The data illustrate the potential benefits: The average union worker makes significantly more money than a non-worker. This can let workers have more say in things like shift scheduling, safety protocols, store policies, and more.

a 2021 analysis Government data from Reuters found that at the end of 2019, the average unionized retail worker earned about $730 per week, compared with $670 for their nonparticipants. another report good, from the Economic Policy Institute, found that unionized workers earn an average of 11.2% more than non-union workers in the same industry. This is, in part, one reason why the Biden administration has sought to increase union membership, even stating that “it is our administration’s belief that unions benefit all of us.” ” recent report good.
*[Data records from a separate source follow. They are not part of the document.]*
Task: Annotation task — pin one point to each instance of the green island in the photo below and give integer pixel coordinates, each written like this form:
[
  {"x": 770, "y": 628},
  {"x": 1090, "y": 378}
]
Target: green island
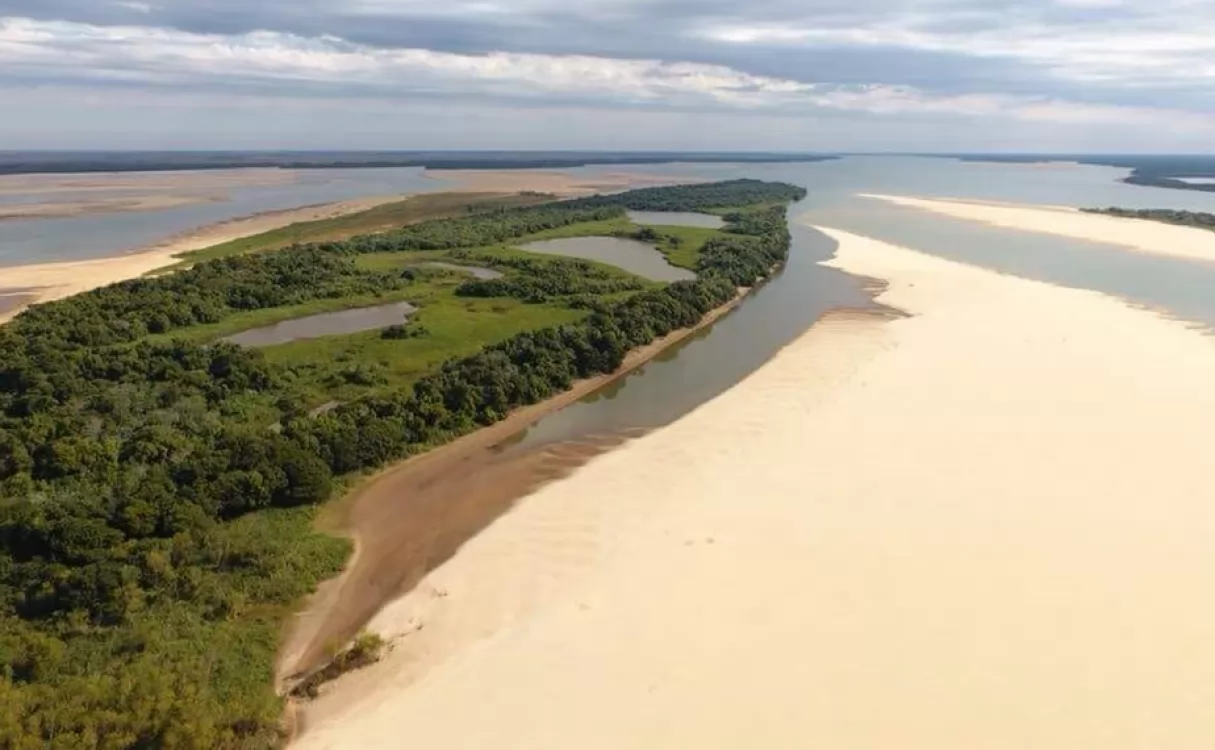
[
  {"x": 158, "y": 485},
  {"x": 1167, "y": 215}
]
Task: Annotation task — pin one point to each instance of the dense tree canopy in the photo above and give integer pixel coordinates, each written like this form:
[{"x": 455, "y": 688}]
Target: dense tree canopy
[{"x": 153, "y": 525}]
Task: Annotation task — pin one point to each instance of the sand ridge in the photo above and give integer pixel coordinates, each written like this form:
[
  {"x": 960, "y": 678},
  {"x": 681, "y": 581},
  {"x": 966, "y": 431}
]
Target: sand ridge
[
  {"x": 51, "y": 281},
  {"x": 1139, "y": 235},
  {"x": 977, "y": 526}
]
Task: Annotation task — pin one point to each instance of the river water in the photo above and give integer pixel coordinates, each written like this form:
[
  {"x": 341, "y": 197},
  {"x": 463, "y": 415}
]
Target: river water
[
  {"x": 774, "y": 315},
  {"x": 708, "y": 364}
]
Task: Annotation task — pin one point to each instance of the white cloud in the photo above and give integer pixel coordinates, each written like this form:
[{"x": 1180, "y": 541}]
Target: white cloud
[
  {"x": 1170, "y": 43},
  {"x": 160, "y": 56}
]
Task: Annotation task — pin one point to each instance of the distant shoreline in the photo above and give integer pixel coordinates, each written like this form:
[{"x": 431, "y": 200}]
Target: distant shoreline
[
  {"x": 118, "y": 162},
  {"x": 43, "y": 282}
]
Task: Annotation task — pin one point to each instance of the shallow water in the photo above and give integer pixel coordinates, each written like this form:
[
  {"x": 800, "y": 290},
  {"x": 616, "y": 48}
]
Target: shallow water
[
  {"x": 706, "y": 365},
  {"x": 325, "y": 323},
  {"x": 97, "y": 236},
  {"x": 633, "y": 257},
  {"x": 475, "y": 271},
  {"x": 677, "y": 219}
]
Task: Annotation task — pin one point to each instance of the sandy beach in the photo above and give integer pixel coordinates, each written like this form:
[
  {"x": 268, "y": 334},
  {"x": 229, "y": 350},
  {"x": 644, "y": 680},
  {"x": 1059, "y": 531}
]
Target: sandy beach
[
  {"x": 418, "y": 513},
  {"x": 1140, "y": 235},
  {"x": 50, "y": 281},
  {"x": 538, "y": 180},
  {"x": 981, "y": 525}
]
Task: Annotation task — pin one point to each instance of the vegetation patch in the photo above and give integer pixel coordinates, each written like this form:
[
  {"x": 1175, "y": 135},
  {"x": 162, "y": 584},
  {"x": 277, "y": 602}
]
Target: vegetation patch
[{"x": 158, "y": 488}]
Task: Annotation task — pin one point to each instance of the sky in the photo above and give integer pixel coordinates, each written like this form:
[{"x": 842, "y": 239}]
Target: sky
[{"x": 885, "y": 75}]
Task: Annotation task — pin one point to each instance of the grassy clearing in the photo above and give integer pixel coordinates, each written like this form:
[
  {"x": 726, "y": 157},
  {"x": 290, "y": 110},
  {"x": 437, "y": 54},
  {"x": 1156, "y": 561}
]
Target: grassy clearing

Not all strikes will necessarily lead to unionisation, but the two are linked—and the recent surge in unionization efforts is the opposite of current trends. While 20% of American workers were in a union in 1983, in 2021 almost half – 10.3% – were union members, according to information From the Bureau of Labor Statistics, that amounted to about 4.2 million workers.

So, while workers are striking and unionizing in greater numbers than they were a year ago, and potentially earning themselves higher wages, consumers may wonder what, if any, strikes will take. And what effect unionization can have on the prices of goods and services, especially during a time of high inflation.

It’s hard to say for sure, but the price hike could very well be at Union stores. BLS data shows that employer costs for a union worker in private industries are more than $50 per hour (including wages, benefits, and more), while they are less than $40 for non-workers. With this in mind, the additional cost to employers is certainly going to be less for consumers in the form of price increases.

Still, high prices may not turn off consumers completely, as many are sympathetic to workers’ unionizing aspirations. a vote found since February that 67% of the more than 2,500 respondents supported unionization efforts of Starbucks employees. Whether that support still holds true even after several months of sky-high inflation rates, remains to be seen.